For something longer and far more depressing, I recommend:
http://geog-www.sbs.ohio-state.edu/faculty/bmansfield/web/paper-pdfs%5CGeoforum-2004.pdf
Here are the first words from the introduction to this academic paper:
To the extent that neoliberalism, with its calls for letting ''the
market'' address myriad social and economic woes, has become the
dominant model for political economic practice today, it should be
expected that environmental governance, too, would be shaped by the
neoliberal imperative to deregulate, liberalize trade and investment,
marketize, and privatize Agnew and Corbridge, 1995; Overbeek, 1993;
Peck, 2001), and evidence of neoliberal approaches to the environment
is easily found (e.g. Anderson and Leal, 2001).

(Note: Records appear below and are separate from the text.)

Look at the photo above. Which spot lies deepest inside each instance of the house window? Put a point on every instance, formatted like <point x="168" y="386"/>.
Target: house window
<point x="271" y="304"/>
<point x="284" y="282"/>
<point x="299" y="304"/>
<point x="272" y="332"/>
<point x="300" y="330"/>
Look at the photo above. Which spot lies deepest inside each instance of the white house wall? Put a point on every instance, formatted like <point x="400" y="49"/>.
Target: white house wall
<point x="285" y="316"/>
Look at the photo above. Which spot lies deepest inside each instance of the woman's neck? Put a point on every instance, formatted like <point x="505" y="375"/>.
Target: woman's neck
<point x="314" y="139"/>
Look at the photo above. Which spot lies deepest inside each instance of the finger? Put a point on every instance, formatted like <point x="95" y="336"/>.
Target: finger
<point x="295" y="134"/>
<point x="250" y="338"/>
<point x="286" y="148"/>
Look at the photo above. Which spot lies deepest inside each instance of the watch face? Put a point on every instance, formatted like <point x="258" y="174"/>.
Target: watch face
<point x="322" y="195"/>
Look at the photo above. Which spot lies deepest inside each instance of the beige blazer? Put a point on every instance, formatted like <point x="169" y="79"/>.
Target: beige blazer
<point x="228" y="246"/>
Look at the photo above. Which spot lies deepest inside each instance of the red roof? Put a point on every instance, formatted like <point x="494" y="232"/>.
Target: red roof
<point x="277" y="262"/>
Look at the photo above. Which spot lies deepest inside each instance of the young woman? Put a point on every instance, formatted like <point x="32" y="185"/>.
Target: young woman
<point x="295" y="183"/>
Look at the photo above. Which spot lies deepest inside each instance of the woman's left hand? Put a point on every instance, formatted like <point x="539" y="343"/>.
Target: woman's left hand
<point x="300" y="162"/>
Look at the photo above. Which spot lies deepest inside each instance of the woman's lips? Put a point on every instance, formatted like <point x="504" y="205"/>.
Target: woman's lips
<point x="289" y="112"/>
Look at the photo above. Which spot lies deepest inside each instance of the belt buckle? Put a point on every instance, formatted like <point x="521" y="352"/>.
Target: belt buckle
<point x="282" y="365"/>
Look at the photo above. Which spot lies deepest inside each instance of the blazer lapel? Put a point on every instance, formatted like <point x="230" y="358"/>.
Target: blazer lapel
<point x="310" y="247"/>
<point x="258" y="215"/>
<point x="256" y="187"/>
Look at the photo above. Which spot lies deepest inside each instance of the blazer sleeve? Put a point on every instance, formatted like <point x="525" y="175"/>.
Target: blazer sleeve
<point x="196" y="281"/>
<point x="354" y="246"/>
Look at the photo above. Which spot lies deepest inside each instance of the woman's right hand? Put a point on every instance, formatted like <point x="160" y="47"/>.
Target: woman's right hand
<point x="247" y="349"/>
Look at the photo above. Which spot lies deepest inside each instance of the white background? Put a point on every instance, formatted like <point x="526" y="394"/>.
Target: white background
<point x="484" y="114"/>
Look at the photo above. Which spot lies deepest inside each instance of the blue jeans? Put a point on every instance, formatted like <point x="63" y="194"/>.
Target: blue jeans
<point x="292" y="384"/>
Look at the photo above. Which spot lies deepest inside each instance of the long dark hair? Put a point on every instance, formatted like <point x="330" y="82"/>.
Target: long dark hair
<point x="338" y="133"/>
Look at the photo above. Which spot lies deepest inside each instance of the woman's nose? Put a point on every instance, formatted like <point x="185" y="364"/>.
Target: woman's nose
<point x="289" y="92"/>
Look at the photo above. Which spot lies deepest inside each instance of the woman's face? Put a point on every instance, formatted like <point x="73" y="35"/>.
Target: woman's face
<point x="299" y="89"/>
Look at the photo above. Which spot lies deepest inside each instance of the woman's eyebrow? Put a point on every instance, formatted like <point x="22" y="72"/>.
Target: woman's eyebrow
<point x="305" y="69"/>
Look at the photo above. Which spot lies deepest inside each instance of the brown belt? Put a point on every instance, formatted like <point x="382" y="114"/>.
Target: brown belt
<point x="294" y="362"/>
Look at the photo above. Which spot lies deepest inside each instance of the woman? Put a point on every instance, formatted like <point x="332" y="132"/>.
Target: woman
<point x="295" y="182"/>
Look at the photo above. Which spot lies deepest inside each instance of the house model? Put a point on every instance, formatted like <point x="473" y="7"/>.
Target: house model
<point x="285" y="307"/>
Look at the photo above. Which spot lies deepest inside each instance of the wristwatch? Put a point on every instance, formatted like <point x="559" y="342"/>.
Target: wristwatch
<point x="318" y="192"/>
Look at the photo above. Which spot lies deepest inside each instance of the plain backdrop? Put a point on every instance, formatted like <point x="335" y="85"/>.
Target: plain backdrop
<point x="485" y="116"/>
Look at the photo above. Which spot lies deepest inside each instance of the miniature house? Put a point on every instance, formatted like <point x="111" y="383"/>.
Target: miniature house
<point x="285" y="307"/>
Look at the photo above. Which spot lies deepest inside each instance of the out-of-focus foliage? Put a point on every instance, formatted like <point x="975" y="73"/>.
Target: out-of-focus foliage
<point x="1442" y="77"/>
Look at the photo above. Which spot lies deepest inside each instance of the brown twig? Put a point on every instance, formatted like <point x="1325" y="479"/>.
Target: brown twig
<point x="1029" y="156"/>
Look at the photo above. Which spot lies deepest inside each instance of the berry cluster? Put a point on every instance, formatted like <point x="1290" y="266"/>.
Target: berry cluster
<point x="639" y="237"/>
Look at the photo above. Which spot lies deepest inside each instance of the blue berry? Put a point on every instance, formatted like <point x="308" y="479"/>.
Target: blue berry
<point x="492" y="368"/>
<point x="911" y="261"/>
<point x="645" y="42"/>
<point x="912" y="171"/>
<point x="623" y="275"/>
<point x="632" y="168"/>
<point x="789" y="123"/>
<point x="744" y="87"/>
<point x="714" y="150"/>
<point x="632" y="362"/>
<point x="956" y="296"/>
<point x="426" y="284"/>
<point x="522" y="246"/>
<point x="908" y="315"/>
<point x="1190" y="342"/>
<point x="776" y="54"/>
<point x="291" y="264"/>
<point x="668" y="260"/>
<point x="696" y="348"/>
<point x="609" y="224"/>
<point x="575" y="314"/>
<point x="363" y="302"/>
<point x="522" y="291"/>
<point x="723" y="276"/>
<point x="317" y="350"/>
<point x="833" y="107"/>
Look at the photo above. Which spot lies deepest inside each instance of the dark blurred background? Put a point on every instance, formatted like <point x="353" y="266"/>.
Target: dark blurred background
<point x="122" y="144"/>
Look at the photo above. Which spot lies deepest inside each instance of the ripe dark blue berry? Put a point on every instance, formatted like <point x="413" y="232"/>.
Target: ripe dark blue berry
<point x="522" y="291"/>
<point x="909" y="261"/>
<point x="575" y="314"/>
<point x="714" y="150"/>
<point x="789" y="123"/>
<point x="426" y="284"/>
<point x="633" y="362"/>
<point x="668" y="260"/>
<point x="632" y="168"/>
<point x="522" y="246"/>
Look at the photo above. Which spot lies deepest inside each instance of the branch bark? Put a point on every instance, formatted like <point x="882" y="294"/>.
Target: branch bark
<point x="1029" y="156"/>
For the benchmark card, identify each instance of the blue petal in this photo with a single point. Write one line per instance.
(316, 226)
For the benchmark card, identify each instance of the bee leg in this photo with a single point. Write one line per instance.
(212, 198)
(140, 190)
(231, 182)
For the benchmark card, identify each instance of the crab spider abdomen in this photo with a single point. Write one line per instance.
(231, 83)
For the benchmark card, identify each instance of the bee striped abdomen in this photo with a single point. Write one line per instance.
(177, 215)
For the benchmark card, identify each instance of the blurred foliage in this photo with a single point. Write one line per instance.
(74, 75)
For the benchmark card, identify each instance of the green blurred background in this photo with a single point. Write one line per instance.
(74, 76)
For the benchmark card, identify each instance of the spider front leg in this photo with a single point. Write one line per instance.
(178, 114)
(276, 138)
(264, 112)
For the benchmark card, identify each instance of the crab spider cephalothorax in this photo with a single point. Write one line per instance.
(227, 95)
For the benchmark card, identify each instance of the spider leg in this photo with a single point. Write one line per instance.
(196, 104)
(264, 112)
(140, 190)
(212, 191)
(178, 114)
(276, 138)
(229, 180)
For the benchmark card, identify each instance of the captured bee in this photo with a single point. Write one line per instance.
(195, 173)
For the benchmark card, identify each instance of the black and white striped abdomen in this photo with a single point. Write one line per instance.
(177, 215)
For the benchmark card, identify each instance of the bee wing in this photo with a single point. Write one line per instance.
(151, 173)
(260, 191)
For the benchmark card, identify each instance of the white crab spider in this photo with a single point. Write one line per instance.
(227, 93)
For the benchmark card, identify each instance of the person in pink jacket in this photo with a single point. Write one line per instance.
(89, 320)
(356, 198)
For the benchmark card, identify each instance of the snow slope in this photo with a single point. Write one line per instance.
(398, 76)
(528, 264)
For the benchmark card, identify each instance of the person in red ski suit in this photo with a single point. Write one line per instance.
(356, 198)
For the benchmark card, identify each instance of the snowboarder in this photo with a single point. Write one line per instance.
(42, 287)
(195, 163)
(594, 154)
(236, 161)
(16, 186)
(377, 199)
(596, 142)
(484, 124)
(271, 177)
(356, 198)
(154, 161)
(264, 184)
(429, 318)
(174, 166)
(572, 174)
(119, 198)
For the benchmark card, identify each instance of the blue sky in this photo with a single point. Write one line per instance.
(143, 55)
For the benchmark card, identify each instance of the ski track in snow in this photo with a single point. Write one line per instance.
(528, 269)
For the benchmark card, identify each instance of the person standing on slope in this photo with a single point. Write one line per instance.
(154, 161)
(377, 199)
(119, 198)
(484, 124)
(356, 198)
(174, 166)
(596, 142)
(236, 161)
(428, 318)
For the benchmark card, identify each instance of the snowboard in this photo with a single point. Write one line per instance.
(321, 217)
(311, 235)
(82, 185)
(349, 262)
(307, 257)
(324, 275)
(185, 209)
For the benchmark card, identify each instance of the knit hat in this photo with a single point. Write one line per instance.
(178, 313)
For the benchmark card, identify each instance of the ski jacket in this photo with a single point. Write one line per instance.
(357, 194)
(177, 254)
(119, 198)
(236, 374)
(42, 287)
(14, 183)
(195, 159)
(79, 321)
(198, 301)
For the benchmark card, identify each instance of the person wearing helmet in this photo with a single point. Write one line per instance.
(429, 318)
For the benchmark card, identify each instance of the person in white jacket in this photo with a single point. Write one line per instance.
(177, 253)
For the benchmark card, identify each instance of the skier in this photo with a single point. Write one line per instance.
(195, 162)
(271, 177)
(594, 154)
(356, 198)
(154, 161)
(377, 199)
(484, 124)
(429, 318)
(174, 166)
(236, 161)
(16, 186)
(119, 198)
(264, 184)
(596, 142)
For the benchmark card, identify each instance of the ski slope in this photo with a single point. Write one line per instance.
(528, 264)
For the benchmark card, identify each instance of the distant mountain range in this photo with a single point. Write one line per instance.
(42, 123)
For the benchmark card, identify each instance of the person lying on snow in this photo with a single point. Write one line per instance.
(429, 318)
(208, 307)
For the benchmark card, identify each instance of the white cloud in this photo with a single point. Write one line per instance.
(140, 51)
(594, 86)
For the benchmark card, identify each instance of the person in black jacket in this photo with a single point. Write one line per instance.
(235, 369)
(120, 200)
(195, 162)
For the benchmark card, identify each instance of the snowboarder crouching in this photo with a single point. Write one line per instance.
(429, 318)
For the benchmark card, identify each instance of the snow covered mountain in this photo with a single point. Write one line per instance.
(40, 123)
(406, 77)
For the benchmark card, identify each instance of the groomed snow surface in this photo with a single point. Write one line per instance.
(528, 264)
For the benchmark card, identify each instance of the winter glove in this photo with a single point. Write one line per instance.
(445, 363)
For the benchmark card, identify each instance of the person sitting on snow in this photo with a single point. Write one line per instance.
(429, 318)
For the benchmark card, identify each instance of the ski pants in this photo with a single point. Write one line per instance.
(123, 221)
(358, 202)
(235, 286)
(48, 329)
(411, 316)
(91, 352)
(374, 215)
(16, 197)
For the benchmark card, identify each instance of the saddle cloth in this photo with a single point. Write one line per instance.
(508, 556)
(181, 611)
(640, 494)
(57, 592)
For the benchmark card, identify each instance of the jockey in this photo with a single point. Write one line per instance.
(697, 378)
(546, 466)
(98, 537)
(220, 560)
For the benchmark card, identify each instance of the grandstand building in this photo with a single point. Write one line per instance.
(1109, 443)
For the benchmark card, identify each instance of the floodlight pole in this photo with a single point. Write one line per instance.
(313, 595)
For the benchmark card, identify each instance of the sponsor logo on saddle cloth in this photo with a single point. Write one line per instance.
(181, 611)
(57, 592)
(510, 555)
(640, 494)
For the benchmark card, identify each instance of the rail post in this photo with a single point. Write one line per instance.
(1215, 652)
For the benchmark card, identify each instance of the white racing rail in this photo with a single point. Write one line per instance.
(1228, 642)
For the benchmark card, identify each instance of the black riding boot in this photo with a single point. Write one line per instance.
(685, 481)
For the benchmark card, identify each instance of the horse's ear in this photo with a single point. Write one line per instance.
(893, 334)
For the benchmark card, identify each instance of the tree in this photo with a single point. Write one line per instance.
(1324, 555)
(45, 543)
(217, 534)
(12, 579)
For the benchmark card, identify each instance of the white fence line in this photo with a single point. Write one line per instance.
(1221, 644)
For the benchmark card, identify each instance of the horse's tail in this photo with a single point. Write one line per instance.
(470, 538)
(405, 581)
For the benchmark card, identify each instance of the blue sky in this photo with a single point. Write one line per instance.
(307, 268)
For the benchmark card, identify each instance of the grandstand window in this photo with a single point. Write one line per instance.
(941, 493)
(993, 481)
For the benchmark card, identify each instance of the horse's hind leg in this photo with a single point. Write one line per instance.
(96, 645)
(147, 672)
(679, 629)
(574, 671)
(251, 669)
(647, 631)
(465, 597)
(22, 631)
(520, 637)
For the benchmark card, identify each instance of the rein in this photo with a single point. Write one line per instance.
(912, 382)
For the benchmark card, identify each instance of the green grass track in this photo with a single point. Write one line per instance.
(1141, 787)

And here are a few words from my original post on this topic:
I suspect passage of Magnuson-Stevens is the hook. Why --- because
the Free-Market privatization folks at PERC have recently praised
President Bush for his environmental stand on fisheries
http://www.perc.org/perc.php?id=765 and PERC's Don Leal was recently
appointed to the President's Fisheries council
http://www.perc.org/perc.php?id=751 and because the issue of Ocean
Fisheries privatization is such a high priority for PERC
http://www.perc.org/topics.php?topic=9 and because the political fate
of Magnuson-Stevens has merited recent attention on PERC's website
http://www.perc.org/perc.php?id=795.
And that's not the only hook I suspect. Read the Whitehouse's
announcement and you'll see a lot of talk about cooperative
conservation, building a strong American off-shore aquaculture industry
and more. I suspect we're dealing with at least a treble hook.